Sénégal : diomaye faye lance son parti face à la rupture avec sonneko

La fracture entre le président Diomaye Faye et son ancien Premier ministre, Ousmane Sonko, semble irréversible. Le locataire du Palais de la République a en effet annoncé la création prochaine de son propre parti politique, confirmant ainsi l’ampleur du fossé qui les sépare. À moins d’un revirement spectaculaire, toute réconciliation au sein du parti PASTEF semble désormais impossible.

Cette décision soulève une question cruciale : le chef de l’État parviendra-t-il à atteindre ses objectifs avec cette nouvelle formation ? Rien n’est moins certain. Les priorités des citoyens sénégalais, déjà fragilisées, pourraient bien être reléguées au second plan.

Une alliance fragile à l’épreuve du temps

Avec plus de 300 maires sur les 600 que compte le pays au sein de sa coalition, Diomaye Faye dispose d’un réseau solide pour appuyer ses ambitions. De plus, les leviers de l’État peuvent lui permettre d’attirer de nouveaux adhérents à son futur parti. Pourtant, ces atouts suffiront-ils à garantir sa tranquillité ? Rien n’est moins sûr, surtout après la récente formation du gouvernement, qui a révélé l’influence limitée du président au sein du PASTEF.

Le choix de créer sa propre structure politique s’explique en partie par cette réalité. En Afrique, les dirigeants ont souvent un contrôle total sur les partis qui les ont portés au pouvoir. Or, dans ce cas précis, c’est Ousmane Sonko, président de l’Assemblée nationale, qui domine le PASTEF. Les réformes parlementaires récentes ont encore réduit la marge de manœuvre de Diomaye Faye, qui ne peut plus présider un parti selon les nouvelles règles.

Un calcul politique aux conséquences incertaines

Cette initiative relève clairement de stratégies politiques. Ousmane Sonko lui-même avait agi de la même manière par le passé. Au-delà des tensions personnelles entre les deux hommes, c’est le PASTEF qui risque de payer le prix fort. En exacerbant leurs rivalités, cette situation risque de diviser davantage les militants et d’affaiblir la formation. Certains s’interrogent même sur l’impact d’une telle division : le parti ne se tire-t-il pas une balle dans le pied ?
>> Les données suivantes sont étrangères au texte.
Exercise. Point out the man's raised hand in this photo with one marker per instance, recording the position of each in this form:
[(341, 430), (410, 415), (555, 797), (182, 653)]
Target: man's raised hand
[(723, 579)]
Les observateurs s’accordent à dire que cette querelle ne profite qu’à l’opposition. Si Diomaye Faye et Ousmane Sonko ne prennent pas garde, un troisième acteur politique pourrait émerger et séduire les électeurs déçus par le duo. En attendant, l’ancien président Macky Sall, qui avait mis à mal les ambitions des deux leaders, pourrait bien tirer profit de cette crise. Mais quel sera l’impact de cette instabilité sur la gouvernance sénégalaise ?

Une instabilité politique aux répercussions multiples

Sans verser dans le catastrophisme, les priorités des Sénégalais risquent de rester en suspens. Le président Diomaye Faye et le président de l’Assemblée, Ousmane Sonko, semblent davantage préoccupés par leurs querelles que par la recherche de solutions pour le bien-être de la population. Les conséquences de cette situation dépassent cependant le simple cadre politique.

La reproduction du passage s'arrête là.